Am J Ophthalmol. 2002 Nov;134(5):773-5. doi: 10.1016/s0002-9394(02)01693-8.
To report a case of retinoblastoma that recurred 12 years after brachytherapy.
Interventional case report.
A 2-month-old boy presented in December 1983 with bilateral retinoblastoma and was treated with bilateral 198Au plaque radiotherapy, photocoagulation, and cryotherapy. He maintained a visual acuity of 20/200 in both eyes. In December 1995, he had a sudden decrease of vision in the right eye and vitreous hemorrhage with fluffy opacification.
In January 1996, cytopathologic examination of large keratic precipitates in the right eye demonstrated cells consistant with retinoblastoma. The right eye was enucleated and diffuse retinoblastoma was noted histopathologically. Systemic chemotherapy was given, and there has been no local recurrence or extraocular metastasis for 5 years.
This case emphasizes that long-term follow-up is essential for managing retinoblastoma after eye-preserving conservative therapy.
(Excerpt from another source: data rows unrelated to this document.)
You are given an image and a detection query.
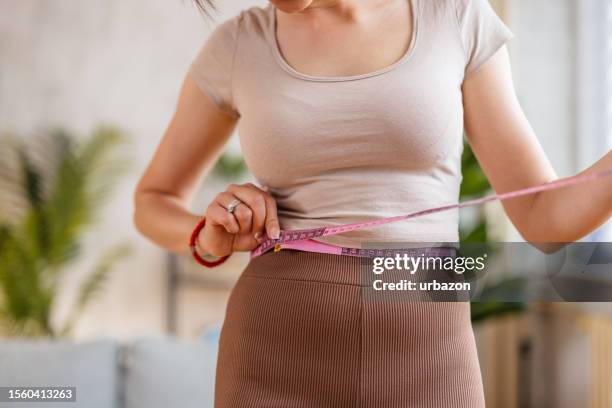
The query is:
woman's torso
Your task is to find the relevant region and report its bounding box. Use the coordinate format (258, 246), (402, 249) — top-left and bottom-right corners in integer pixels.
(189, 0), (510, 247)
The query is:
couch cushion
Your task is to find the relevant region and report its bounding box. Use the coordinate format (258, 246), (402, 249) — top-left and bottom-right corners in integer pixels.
(0, 340), (120, 408)
(125, 338), (216, 408)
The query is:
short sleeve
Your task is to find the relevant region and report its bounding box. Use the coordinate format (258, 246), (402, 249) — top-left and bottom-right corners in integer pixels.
(189, 17), (240, 117)
(455, 0), (514, 78)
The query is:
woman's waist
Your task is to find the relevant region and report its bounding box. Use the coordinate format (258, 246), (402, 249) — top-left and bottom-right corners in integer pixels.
(241, 244), (456, 287)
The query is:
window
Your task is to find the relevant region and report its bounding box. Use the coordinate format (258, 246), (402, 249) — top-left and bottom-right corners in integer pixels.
(575, 0), (612, 242)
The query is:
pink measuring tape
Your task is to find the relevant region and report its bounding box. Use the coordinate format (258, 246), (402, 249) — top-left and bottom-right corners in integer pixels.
(251, 169), (612, 259)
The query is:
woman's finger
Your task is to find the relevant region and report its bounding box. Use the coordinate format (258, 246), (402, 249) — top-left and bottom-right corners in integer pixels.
(206, 201), (240, 234)
(217, 192), (253, 234)
(227, 183), (266, 239)
(264, 193), (280, 239)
报告1例近距离放射治疗后12年复发的视网膜母细胞瘤病例。
介入性病例报告。
一名2个月大男孩于1983年12月因双侧视网膜母细胞瘤就诊,接受了双侧198Au敷贴放射治疗、光凝治疗和冷冻治疗。他双眼视力维持在20/200。1995年12月,他右眼视力突然下降,出现玻璃体积血并伴有絮状混浊。
1996年1月,对右眼大量角膜后沉着物进行细胞病理学检查,发现细胞与视网膜母细胞瘤一致。右眼行眼球摘除术,组织病理学检查发现弥漫性视网膜母细胞瘤。给予全身化疗,5年来无局部复发或眼外转移。
该病例强调,对于保留眼球的保守治疗后的视网膜母细胞瘤患者,长期随访至关重要。